The second tranche for $680 million priced early this year after a brief delay during the city tinkered with the deal to accommodate post-federal tax reform market conditions. The $376 million tax-exempt tranche matured serially from 2031 to 2038 with the 2038 landing at 3.18%, a 50 basis point spread to MMD.
The early 2018 deal ranged from a 52 to 61 basis point spread to the benchmark while spreads on the December 2017 sale ranged from 26 bp to 43 bp based on the market close benchmarks, according to the city's calculations.
The city had long planned a third tranche for $665 million. Based on what looked like strong demand during investor meetings, the city decided to raise it to $1.3 billion to wrap up the program ahead of Mayor Rahm Emanuel’s exit in May. He announced in September he won’t seek a third term.
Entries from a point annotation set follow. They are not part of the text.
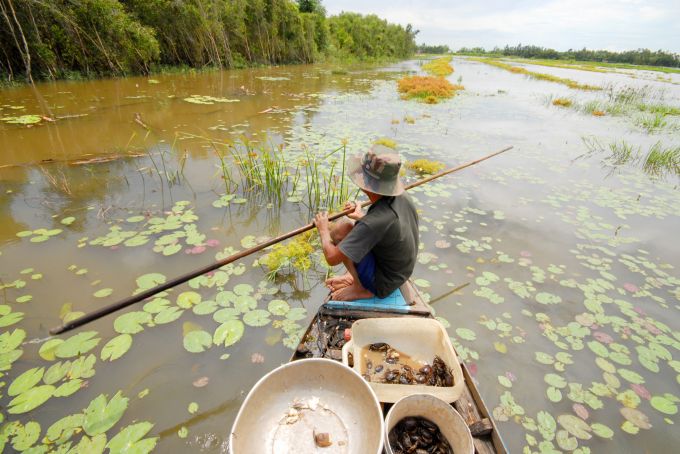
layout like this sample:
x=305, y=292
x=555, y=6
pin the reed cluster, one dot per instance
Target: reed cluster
x=659, y=161
x=538, y=76
x=424, y=166
x=420, y=87
x=302, y=176
x=563, y=102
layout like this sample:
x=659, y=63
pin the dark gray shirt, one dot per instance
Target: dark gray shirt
x=390, y=230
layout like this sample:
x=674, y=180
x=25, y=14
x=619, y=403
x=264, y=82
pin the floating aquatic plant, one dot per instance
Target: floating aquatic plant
x=562, y=102
x=419, y=87
x=425, y=166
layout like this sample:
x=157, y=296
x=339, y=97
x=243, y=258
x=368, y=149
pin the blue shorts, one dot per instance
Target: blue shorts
x=366, y=272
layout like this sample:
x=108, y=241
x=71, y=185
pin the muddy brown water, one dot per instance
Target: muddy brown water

Facing market and credit headwinds, the city decided just ahead of the Oct. 31 pricing date to delay it. Rates were on the rise and demand was also soft marketwide on the long end.
The market was also just digesting S&P's superdowngrade of Build Illinois bonds the day before.
The Build Illinois and STSC structures are far different, but the state downgrade still caused market jitters.
“I think there’s the fear S&P may change the methodology” in the future even more closely linking the securitization structure to the city’s underlying credit, Fitterer said.
The deal also raised some concerns among investors, a budget watchdog, and some aldermen because the planned 2053 maturity went out 13 years past the final maturity on bonds being refunded and 10 years past the final maturity on any city GO. The $1.3 billion version had $900 million in the final maturity while the original $665 million deal had $409 million in it.
Brown said the final transaction’s final maturity will be dictated by what’s needed to meet the program’s goal of leveling out debt service to provide more budget certainty going forward without pulling too much sales tax revenue out of the corporate fund to repay the securitization.